History and political situation

Myanmar’s history dates back 13,000 years to when people first settled in the valley of the Irrawaddy River. Throughout its long history, Myanmar has experienced many dynasties and kingdoms. After British rule from 1886 to 1942 and a short period of occupation by the Japanese during the Second World War, Myanmar became independent in 1948. A military coup in 1962 drove the country into international isolation. During this period, Myanmar became the poorest country in Southeast Asia. In 2011, Myanmar regained a civilian government. However, even though the country now has a fully democratic government, the military still controls many of the country’s major assets as well as holding important political positions. 

Following the 2015 elections, Myanmar finds itself within the first phase of a transition towards modern democracy. This is applauded by the Dutch government as well as the EU in general. However, the country did receive widespread criticism due to the ongoing conflict with the Muslim Rohingya minority ethnic group in the Rakhine state. Like the Dutch government and the EU, FMO condemns the actions of the Myanmar government in this context. To avoid any harm, FMO makes sure that no projects are initiated in the affected region.

The need for financial inclusion in Myanmar

Market demand for financial services in Myanmar is very high. A survey conducted by UNCDF in 2014 identified approximately 15 mln adults with no access to financial services. It is estimated that 60% of Myanmar’s economic activity is informal and all of this activity stems from micro and small enterprises. Of the approximately 7.5 mln enterprises, only 600k have access to financial services from regulated financial service providers. Overall, the unmet demand for credit is roughly USD 1bn, whereas the current aggregate supply of microfinance services in the formal sector is around USD 300 mln. 

Current financial inclusion status in Myanmar

Various other parties (government banks, co-operatives, local and foreign NGOs) currently serve the microfinance sector in Myanmar, but most of them are small and young (<5 years). Moreover, the microfinance sector in Myanmar is highly concentrated with the 15 largest MFIs accounting for the majority of assets. At this stage, most MFIs operate close to urban centres to keep costs under control and become financially sustainable and attractive to investors. MASSIF’s investments in the microfinance sector in Myanmar are therefore making a crucial contribution to the country’s path towards financial inclusion.
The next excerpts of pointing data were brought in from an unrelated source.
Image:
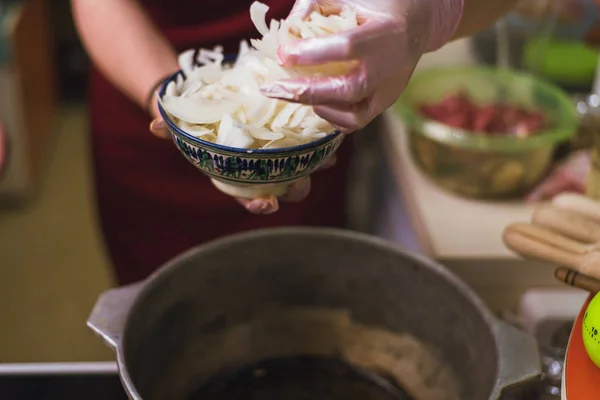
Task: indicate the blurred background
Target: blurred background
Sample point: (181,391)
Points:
(52,262)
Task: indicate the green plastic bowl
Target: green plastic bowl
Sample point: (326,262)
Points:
(475,164)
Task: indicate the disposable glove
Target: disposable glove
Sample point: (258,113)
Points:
(391,38)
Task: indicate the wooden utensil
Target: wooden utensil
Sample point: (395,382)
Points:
(569,223)
(576,279)
(543,245)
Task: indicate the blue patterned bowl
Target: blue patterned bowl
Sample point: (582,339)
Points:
(250,173)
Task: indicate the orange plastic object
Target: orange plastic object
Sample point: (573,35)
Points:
(582,377)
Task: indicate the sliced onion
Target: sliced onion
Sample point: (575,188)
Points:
(265,134)
(258,15)
(284,115)
(223,104)
(231,135)
(196,112)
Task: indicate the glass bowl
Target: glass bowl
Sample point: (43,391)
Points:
(477,164)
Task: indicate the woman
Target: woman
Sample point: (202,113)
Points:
(152,203)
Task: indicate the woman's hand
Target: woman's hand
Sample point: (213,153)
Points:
(266,205)
(569,176)
(388,43)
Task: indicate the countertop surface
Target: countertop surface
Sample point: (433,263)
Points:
(463,234)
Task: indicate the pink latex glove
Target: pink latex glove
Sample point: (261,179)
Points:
(388,43)
(569,176)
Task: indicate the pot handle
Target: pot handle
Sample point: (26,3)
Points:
(109,315)
(519,358)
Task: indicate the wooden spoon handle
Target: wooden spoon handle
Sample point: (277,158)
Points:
(578,203)
(550,238)
(576,279)
(529,247)
(590,265)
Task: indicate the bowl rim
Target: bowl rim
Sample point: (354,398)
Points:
(221,148)
(481,140)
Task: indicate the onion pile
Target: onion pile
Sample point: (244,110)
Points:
(221,103)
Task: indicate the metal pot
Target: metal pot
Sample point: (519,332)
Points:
(172,331)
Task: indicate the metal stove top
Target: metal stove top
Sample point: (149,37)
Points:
(60,381)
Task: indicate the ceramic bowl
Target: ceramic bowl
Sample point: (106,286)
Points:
(249,173)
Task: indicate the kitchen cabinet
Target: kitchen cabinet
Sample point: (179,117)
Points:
(27,95)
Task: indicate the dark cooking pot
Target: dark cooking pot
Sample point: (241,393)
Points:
(305,291)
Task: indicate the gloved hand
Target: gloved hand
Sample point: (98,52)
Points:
(267,205)
(388,43)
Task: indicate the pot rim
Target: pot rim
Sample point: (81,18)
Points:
(496,328)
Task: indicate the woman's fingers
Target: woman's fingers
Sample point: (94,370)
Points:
(159,128)
(261,206)
(343,89)
(297,191)
(354,44)
(347,119)
(327,163)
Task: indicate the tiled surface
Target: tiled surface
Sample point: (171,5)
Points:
(52,266)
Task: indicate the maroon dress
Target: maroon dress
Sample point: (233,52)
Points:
(152,203)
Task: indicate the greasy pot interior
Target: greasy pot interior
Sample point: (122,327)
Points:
(290,291)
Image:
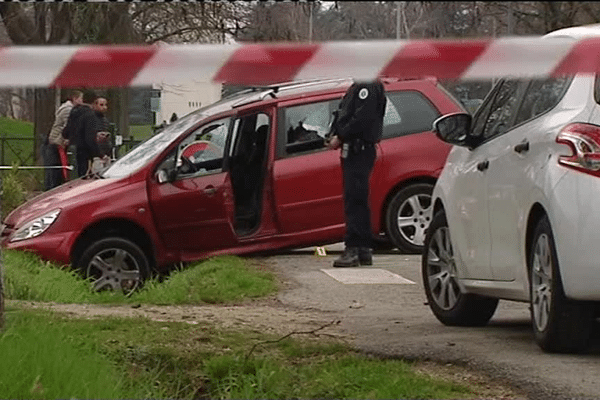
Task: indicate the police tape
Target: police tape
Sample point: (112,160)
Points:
(268,63)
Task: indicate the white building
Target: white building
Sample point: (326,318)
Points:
(183,98)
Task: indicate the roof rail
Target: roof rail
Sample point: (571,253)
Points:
(299,84)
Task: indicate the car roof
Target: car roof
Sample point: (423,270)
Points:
(287,90)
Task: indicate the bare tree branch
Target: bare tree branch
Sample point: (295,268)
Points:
(313,332)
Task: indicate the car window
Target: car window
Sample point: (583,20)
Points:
(496,116)
(541,96)
(305,126)
(203,148)
(407,112)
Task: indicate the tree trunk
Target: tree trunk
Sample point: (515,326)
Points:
(118,109)
(45,108)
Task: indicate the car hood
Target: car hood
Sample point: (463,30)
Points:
(62,197)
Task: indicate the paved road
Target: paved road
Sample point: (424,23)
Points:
(392,319)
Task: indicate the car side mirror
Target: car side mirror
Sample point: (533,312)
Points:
(165,175)
(454,128)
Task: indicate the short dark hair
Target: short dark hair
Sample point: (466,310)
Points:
(89,96)
(73,94)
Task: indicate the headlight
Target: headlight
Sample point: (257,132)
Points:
(36,227)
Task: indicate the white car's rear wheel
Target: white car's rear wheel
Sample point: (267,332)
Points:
(559,324)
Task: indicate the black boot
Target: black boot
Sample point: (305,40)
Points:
(349,258)
(365,257)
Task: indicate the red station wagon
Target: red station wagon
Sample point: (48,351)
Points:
(247,174)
Why we use local currency for investments

All of MASSIF’s loans to MFIs in Myanmar are made in local currency. This is beneficial to an MFI and to the end-beneficiary, because it eliminates the MFI’s potentially costly risk exposure to volatile exchange rate fluctuations. MFI’s could pass on additional costs by charging higher interest rates, for example. The ability to pay back debts in local currency means that MFIs do not need to worry about the debt suddenly increasing if the value of the local currency depreciates.